The rest of the stories are somewhere in between. Williamson’s Batman is a headliner considering Williamson is writing Knight Terrors proper. If the story is nothing special, at least it flits in and out of Knight Terrors and includes a reference to Chip Zdarsky’s ongoing series. I more appreciated Williamson’s Robin Damian Wayne short, which fills in a plot hole I complained about in Knight Terrors, and his Green Arrow eight-pager. That story is equally bland, but takes place between the pages of Williamson’s Green Arrow Vol. 1.
I give Catwoman writer Tini Howard credit for a deep cut with “Sister Zero,” and equally Knight Terrors: Catwoman reflects the status quo of the book going into the “Gotham War” crossover. But Howard’s story has some leaps in logic (characteristic of her Catwoman, too), and for my tastes the art by Leila Leiz looked hurried and unfinished, and too animated for the book’s supposed horror tone. Becky Cloonan and Michael Conrad’s Knight Terrors: Nightwing has some nice nods to the writers' Batgirl series, but this is precisely the kind of “hero runs around in a fantasy” story I was dreading, with no meaning or resonance beyond these pages.

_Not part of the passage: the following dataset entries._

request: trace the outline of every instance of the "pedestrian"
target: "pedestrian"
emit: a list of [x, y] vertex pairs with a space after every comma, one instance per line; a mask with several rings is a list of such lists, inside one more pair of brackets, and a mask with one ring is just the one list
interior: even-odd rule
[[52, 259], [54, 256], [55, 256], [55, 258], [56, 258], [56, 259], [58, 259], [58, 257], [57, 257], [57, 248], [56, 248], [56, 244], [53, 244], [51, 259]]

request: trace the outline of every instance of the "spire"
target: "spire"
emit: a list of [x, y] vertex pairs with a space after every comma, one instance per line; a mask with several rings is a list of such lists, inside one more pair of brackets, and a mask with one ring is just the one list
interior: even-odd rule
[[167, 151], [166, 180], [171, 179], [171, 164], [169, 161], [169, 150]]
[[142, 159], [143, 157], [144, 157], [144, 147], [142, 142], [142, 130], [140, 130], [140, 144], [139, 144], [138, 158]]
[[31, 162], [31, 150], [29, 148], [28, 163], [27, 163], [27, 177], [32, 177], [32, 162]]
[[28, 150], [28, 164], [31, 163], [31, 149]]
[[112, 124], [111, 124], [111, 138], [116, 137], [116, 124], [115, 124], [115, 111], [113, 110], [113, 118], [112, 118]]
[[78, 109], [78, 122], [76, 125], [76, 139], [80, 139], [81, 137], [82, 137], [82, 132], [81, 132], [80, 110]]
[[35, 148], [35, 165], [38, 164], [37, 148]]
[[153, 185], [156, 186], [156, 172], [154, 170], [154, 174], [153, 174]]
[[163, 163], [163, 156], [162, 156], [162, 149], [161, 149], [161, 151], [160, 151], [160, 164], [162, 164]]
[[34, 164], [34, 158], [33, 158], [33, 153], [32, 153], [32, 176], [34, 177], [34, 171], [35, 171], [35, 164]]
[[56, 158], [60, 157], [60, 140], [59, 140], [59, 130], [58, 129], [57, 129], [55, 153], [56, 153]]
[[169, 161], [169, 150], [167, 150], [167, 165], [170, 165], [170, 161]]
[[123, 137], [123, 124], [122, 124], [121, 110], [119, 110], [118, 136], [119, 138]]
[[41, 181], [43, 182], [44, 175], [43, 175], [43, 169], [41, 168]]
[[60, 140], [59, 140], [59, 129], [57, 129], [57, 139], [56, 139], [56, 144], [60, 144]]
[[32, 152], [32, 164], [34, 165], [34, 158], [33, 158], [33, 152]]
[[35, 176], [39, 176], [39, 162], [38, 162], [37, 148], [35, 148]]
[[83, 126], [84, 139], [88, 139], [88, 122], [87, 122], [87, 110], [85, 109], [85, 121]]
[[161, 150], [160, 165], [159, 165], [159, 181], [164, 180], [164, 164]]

In all, Knight Terrors: Dark Knightmares met but did not wholly exceed my initial expectations. Horror comics have had a resurgence that DC is right to try to capitalize on, but I figured it would be hard for some writers to bring that anesthetic to DC’s four-color heroes. I’m most excited to try to slot Knight Terrors among the regular series on my DC TPB Timeline, but the majority of this book doesn’t seem essential.